Padang, (AntaraSumbar) - Badan Meteorologi, Klimatologi, dan Geofisika Stasiun Geofisika Padang Panjang akan menyiapkan fasilitas siaran langsung melalui jaringan internet peristiwa gerhana matahari total pada 9 Maret 2016.


         "Masyarakat dapat mengamati detik-detik terjadinya gerhana matahari  mulai pukul 6.30 WIB dengan mengakses situs  http://media.bmkg.go.id/gmt," kata  Kepala Stasiun Geofisika kelas I BMKG Padang Panjang Rahmat Triyono saat dikonfirmasi dari Padang, Selasa.


         Menurut dia fasilitas siaran langsung disediakan agar masyarakat dapat  melihat proses terjadinya gerhana tanpa harus melihat langsung ke arah matahari 

    "Kami  akan  melakukan pengamatan secara langsung di Muko Muko, Bengkulu menggunakan teropong khusus pengamatan bulan dan matahari, infocus dan layar, "ujar dia.


         Untuk mengamati gerhana tersebut BMKG Padang Panjang menurunkan tim  Kepala Stasiun Geofisika BMKG  Rahmat Triyono, Kepala Seksi Data dan Informasi Buha M. Simanjuntak, dan tiga observer yaitu Rachmad Billyanto, Dedy Hermanto,  serta Fitri Anggraini.


         Ia menyampaikan  gerhana matahari total merupakan kejadian langka dan  hanya terjadi sekali 350 tahun .

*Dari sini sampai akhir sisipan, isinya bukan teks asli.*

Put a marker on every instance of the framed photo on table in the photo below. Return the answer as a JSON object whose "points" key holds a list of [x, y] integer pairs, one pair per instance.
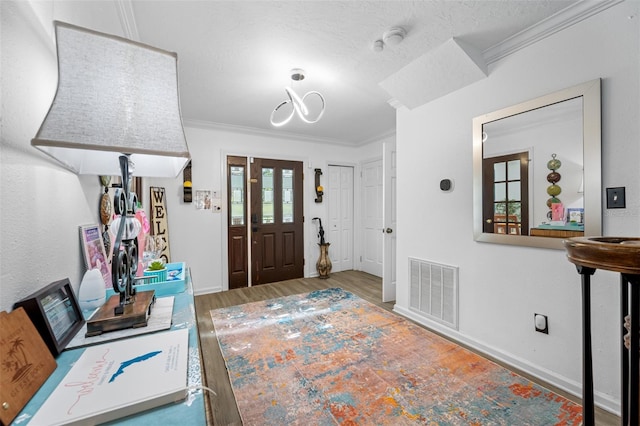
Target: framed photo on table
{"points": [[55, 313], [94, 255]]}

         "Indonesia adalah satu-satunya wilayah daratan di dunia yang bisa menyaksikan gerhana kali ini, wilayah lainnya adalah lautan Hindia dan Pasifik," kata dia.


         Ia mengatakan gerhana matahari total  akan melintasi 12 provinsi yaitu  Sumatera Barat, Bengkulu, Sumatera Selatan, Jambi, Bangka Belitung, Kalimantan Barat, Kalimantan Tengah, Kalimantan Selatan, Kalimantan Timur, Sulawesi Barat, Sulawesi Tengah, dan Maluku Utara.


         Untuk Sumbar ada dua daerah yang dilewati jalur gerhana matahari  total, yaitu Desa Seai, Sikakap  Kepulauan Mentawai dengan magnitudo gerhana sebesar 1,012 dan Silaut, Pesisir Selatan, dengan magnitudo sebesar 1,002, lanjutnya.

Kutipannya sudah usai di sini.